A Tragedy That Led To Healing
I survived the prison of addiction for many years because I always had my younger brother with me. We did everything together. I don’t want to glorify or condone our behavior in any way. Quite the opposite. I am just saying that my brother kept me alive many times when I should have died. It is hard to admit that one of the reasons I managed to continue a lifestyle of drug abuse was because we enabled each other over many years. I wonder now if part of the reason we stayed in the voluntary slavery of addiction together is because we at least never were completely alone. I never felt more lonely than a few months after my brother died of a drug overdose.
BUT GOD. . .
I could never believe that my deepest sadness would be transformed into a life so full of people that I love and respect and treasure. I have come to understand that my brother’s tragedy was God’s plan to save my life and give me hope and a future. My whole life is filled with a Biblical community that continues to grow and heal my heart. I have mentors, friends, a church family, classmates, coworkers and Overcomer brothers who all help me follow Christ. The more I love God with all my heart and mind, the more neighbors and people He blesses me with to love as myself.

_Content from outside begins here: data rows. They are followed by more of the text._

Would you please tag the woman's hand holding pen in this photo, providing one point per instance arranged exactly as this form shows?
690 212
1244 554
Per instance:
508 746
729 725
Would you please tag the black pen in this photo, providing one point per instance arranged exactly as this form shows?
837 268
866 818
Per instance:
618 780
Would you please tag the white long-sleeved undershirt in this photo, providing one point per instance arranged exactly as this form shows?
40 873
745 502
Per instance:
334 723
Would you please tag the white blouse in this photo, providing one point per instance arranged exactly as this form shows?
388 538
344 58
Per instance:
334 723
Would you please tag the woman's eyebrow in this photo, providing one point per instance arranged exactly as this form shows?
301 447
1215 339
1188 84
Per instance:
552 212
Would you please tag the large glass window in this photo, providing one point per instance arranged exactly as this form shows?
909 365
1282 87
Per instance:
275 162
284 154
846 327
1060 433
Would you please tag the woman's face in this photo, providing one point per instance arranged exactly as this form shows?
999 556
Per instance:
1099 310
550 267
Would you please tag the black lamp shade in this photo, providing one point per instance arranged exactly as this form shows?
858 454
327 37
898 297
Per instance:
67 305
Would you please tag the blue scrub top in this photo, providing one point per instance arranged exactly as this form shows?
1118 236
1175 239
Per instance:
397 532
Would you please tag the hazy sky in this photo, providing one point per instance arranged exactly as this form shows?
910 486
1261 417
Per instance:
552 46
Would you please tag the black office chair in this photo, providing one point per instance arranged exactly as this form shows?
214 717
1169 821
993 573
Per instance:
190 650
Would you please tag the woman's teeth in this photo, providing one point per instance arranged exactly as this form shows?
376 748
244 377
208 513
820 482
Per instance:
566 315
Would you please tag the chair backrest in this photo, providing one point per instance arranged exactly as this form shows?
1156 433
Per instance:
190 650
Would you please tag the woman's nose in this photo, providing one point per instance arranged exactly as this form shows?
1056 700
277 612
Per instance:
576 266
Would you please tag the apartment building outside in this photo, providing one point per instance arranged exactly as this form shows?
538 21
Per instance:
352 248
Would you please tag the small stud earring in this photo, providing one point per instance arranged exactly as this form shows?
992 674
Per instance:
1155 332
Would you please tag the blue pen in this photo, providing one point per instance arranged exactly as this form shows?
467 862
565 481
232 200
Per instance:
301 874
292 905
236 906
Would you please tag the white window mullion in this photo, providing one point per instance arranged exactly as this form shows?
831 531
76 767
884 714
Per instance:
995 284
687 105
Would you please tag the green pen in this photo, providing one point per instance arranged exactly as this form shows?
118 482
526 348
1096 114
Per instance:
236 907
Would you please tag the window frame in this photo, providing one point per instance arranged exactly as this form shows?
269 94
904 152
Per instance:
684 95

Dispersing the Loneliness With Love
I am famously a mentor collector. I find men much wiser than me who collectively help me to make pretty much every difficult decision in
my life. The beauty of making the best decision based on these mentors is truly humbling. I can’t believe how generous and loving many of these men are with their time and concern for me. I can only hope to share the same light of Jesus with others the way they have taught me to do. I have even begun to find others who now depend on me to be their wise counsel.
I recently began to teach the middle school boys at my church. God has found a way to give me new younger brothers and a heart to help them navigate some of their lives. I can’t believe that all of the loneliness I once felt would now become rejoicing. If you are someone who is suffering from loneliness, please talk to someone about it. God loves you and wants you to have a life filled with amazing people.
“We” Not “Me”
I was studying Ephesians 2:10 [NLT] the other day and I realized it uses the word ‘we’ as in plural: “For we are God’s masterpiece. He has created us anew in Christ Jesus so we can do the good things he planned for us long ago.” God’s masterpiece was never meant to be built on one individual or another. God’s masterpiece is built on community. Don’t you want to be part of God’s workmanship? The opposite of addiction turns out to be connection. The goal of my life is now to cooperate with God and be transformed into a person who loves God and loves others. This is the real solution to never feeling lonely again.